Militärische Spitzengliederung

Militärische Spitzengliederung

  • Geschichte
  • Streitkräfte
Datum:
Lesedauer:
1 MIN

Deutsche Kriegführung:
Militärische Spitzengliederungen von 1870/71 bis 2015

Ein Projekt von Dr. Rudolf J. Schlaffer

Andernach

Bundeskanzler Adenauer besucht die Soldaten der neugegründeten Bundeswehr in Andernach 1956. Von links nach rechts: Bundesminister der Verteidigung, Theodor Blank, Adolf Heusinger, Konrad Adenauer, Brigadegeneral Hellmuth Laegeler, zum ersten …

(c) 1956 Bundeswehr / Munker

Das Verhältnis von Gesellschaft und Militär ist für die deutsche Geschichte seit der Reichsgründung von 1871 ein zentrales Thema.

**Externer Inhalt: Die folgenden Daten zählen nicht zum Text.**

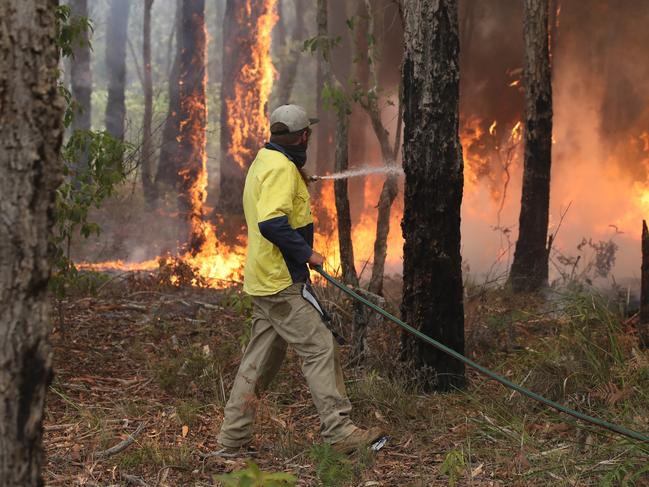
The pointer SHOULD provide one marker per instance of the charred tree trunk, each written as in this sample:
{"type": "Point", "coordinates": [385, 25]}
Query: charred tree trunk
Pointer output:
{"type": "Point", "coordinates": [116, 33]}
{"type": "Point", "coordinates": [432, 264]}
{"type": "Point", "coordinates": [192, 177]}
{"type": "Point", "coordinates": [30, 143]}
{"type": "Point", "coordinates": [247, 80]}
{"type": "Point", "coordinates": [529, 270]}
{"type": "Point", "coordinates": [80, 72]}
{"type": "Point", "coordinates": [289, 68]}
{"type": "Point", "coordinates": [167, 164]}
{"type": "Point", "coordinates": [643, 326]}
{"type": "Point", "coordinates": [388, 153]}
{"type": "Point", "coordinates": [147, 146]}
{"type": "Point", "coordinates": [343, 213]}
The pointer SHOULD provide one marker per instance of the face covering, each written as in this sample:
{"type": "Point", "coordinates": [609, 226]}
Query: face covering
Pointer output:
{"type": "Point", "coordinates": [296, 153]}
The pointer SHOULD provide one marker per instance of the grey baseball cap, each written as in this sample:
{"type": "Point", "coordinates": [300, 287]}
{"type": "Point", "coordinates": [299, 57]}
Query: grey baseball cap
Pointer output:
{"type": "Point", "coordinates": [293, 116]}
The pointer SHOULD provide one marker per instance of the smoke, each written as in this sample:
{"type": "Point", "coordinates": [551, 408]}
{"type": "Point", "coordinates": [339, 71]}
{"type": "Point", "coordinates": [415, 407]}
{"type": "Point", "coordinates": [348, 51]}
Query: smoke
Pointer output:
{"type": "Point", "coordinates": [600, 154]}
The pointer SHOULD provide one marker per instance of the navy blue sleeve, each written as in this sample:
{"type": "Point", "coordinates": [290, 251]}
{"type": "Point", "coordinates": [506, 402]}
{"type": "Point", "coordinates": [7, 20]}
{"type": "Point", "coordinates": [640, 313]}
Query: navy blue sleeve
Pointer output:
{"type": "Point", "coordinates": [278, 231]}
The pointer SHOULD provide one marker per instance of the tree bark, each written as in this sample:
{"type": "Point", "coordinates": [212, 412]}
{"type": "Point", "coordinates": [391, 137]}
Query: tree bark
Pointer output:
{"type": "Point", "coordinates": [343, 214]}
{"type": "Point", "coordinates": [247, 80]}
{"type": "Point", "coordinates": [30, 143]}
{"type": "Point", "coordinates": [643, 326]}
{"type": "Point", "coordinates": [167, 164]}
{"type": "Point", "coordinates": [147, 146]}
{"type": "Point", "coordinates": [529, 270]}
{"type": "Point", "coordinates": [116, 35]}
{"type": "Point", "coordinates": [388, 154]}
{"type": "Point", "coordinates": [192, 175]}
{"type": "Point", "coordinates": [81, 73]}
{"type": "Point", "coordinates": [432, 265]}
{"type": "Point", "coordinates": [289, 68]}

Aus gesellschaftlicher Perspektive ist die Bedeutung des Militärs für die Zeit des Deutschen Kaiserreichs, der Weimarer Republik, des „Dritten Reichs“ und der Bundesrepublik Deutschland bereits mehrfach untersucht worden.

Eine Untersuchung der militärischen Spitzengliederung und ihrer Folgen für die deutsche Kriegführung im analysierten Zeitraum liegt jedoch noch nicht vor.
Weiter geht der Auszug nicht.